Topsponsor geht wegen Corona auf Distanz
(SID) - Basketball-Riese Moritz Wagner schob einen viel zu niedrigen Gepäckwagen durch den Haneda Airport, Tischtennis-Ass Dimitrij Ovtcharov genehmigte sich nach dem zehnstündigen Flug aus Frankfurt einen kleinen Bissen und freute sich über den freundlichen Empfang in Tokio. Doch auch Skepsis und Unsicherheit begleiteten die am Montag gelandete deutsche Reisegruppe, die wenig später ins längst von Corona heimgesuchte olympische Dorf einzog.
Vier Tage vor der Eröffnungsfeier setzten sich die Negativmeldungen fort, die das Internationale Olympische Komitee (IOC) vor den Spielen (bis 8. August) unbedingt vermeiden wollte: Der nächste Infektionsfall im Dorf, dazu Südafrikas Fußballer – eine ganze Mannschaft – in „aufgeweichter“Isolation. Und großer Wirbel um Topsponsor Toyota, der Abstand wahrt vom Weltevent vor der Haustür.
Der Automobilriese, der satte 500 Millionen Dollar (rund 425 Millionen Euro) in die Spiele investiert hat, wird bei der Eröffnungsfeier durch keinen Topmanager vertreten sein und keinerlei Werbespots mit Olympiabezug ausstrahlen. Eine Markenkampagne mit dem Titel „Start your impossible“verwarf der Konzern für Japan ohne eine konkrete Angabe von Gründen. Das IOC betonte, Toyotas Entscheidung bedeute keine Veränderung der Strategie, die das Unternehmen seit dem Beginn der Pandemie umsetze.

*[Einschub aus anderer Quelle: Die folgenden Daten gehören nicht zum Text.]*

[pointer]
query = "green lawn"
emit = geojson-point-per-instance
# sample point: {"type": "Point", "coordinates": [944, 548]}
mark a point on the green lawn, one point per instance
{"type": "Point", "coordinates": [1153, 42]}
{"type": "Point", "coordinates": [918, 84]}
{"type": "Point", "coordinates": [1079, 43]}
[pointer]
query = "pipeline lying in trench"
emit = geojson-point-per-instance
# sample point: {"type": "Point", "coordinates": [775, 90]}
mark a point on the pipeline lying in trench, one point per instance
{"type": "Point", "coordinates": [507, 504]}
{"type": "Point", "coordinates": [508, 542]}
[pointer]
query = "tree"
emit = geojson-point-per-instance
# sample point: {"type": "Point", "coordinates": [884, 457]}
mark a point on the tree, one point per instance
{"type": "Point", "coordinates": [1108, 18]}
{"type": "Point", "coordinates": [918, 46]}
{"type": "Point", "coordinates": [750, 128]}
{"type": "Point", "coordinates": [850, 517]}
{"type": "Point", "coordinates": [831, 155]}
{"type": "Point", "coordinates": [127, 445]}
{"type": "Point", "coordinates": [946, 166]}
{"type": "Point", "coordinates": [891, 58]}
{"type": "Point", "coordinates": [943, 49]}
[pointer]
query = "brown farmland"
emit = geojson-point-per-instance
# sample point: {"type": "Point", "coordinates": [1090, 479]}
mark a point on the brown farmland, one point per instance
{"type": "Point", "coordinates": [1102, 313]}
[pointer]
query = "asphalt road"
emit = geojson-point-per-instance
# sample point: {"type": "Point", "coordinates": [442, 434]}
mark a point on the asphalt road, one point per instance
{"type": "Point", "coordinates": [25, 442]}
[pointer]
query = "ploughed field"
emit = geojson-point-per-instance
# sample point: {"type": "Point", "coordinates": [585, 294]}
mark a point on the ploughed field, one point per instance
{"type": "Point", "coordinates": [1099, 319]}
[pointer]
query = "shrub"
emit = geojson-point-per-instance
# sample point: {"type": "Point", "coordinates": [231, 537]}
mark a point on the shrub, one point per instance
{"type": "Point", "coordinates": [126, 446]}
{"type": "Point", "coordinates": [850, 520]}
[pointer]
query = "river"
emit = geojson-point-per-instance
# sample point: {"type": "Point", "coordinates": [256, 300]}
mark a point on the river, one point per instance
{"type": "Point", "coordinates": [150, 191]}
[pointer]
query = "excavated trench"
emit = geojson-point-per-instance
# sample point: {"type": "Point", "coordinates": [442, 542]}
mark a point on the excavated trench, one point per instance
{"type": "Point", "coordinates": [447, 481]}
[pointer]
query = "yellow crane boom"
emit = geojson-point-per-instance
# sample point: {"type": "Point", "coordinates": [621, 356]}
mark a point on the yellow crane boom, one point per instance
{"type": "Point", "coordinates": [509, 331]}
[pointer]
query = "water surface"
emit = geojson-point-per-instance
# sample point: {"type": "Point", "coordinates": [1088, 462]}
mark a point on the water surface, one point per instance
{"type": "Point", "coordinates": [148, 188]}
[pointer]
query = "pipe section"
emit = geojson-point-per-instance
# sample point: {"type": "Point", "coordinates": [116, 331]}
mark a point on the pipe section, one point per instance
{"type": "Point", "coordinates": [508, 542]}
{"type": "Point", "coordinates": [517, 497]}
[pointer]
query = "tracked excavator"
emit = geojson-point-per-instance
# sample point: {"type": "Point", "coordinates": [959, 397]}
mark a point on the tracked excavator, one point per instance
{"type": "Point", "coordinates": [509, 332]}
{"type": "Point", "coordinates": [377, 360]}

Der Fakt, dass das Großevent in der japanischen Bevölkerung unbeliebt ist, dürfte eine wesentliche Rolle gespielt haben. Toyotas Operating Officer Jun Nagata sagte am Montag, es werde für das wegen der Pandemie um ein Jahr verschobene Event immer schwieriger, bei der japanischen Öffentlichkeit einen positiven Eindruck zu hinterlassen. „Es werden Olympische Spiele, die auf verschiedene Weise kein Verständnis bei der Öffentlichkeit wecken können“, erklärte Nagata. Die jüngste Umfrage der Zeitung „Asahi Shimbun“ergab, dass 55 Prozent gegen die Austragung der Spiele in diesem Sommer sind, 33 Prozent dafür. Der Gegenwind bleibt kräftig.

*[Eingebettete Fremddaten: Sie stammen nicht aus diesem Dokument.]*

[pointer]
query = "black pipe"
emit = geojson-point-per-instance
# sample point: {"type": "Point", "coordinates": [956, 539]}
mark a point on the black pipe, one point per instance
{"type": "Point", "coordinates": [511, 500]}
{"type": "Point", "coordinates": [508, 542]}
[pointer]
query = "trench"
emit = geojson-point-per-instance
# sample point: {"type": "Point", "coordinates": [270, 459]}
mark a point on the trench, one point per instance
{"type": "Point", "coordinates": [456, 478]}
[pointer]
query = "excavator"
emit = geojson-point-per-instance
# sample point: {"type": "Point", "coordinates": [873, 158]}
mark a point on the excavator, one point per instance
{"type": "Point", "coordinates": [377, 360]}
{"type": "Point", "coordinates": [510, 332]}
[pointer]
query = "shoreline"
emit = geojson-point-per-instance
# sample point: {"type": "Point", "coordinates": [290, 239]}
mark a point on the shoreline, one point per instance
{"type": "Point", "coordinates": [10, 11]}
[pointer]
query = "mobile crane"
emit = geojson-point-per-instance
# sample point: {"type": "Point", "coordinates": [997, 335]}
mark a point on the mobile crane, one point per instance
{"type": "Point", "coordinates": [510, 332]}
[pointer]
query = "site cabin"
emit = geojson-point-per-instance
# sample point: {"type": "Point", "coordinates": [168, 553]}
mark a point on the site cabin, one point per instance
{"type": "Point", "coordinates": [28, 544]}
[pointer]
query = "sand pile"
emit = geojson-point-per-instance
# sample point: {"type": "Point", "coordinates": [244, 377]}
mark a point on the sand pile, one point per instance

Dazu tragen sicher auch die Entwicklungen im Olympischen Dorf bei, aus dem ein vierter Corona-Fall vermeldet wurde. Diesmal betraf es den tschechischen Beachvolleyballer Ondrej Perusic. Der 26-Jährige sagte schwer frustriert, er sei vollständig geimpft und habe versucht, die Standards der öffentlichen Gesundheit einzuhalten. Doch das reichte offenbar nicht. Auch eine US-amerikanische Turnerin wurde in einem Trainingscamp positiv getestet. Bei Südafrikas Fußballdelegation gelten nach drei Infektionsmeldungen 21 weitere Personen als „enge Kontakte“. Die Veranstalter sahen sich am Montag gefordert zu betonen, „dass das Olympische Dorf ein sicherer Ort ist“, wie Tokio-2020-Sprecher Masa Takaya sagte. Und: „Das Wichtigste ist die Reaktion auf die positiven Fälle.“
Ins getrübte Bild passt, dass der Komponist für die Eröffnungsfeier, Keigo Oyamada, am Montag aus dem Kreativteam der Spiele ausgeschieden ist. Der heute 52-Jährige hatte, wie jetzt ruchbar wurde, in seiner Schulzeit behinderte Kinder gemobbt.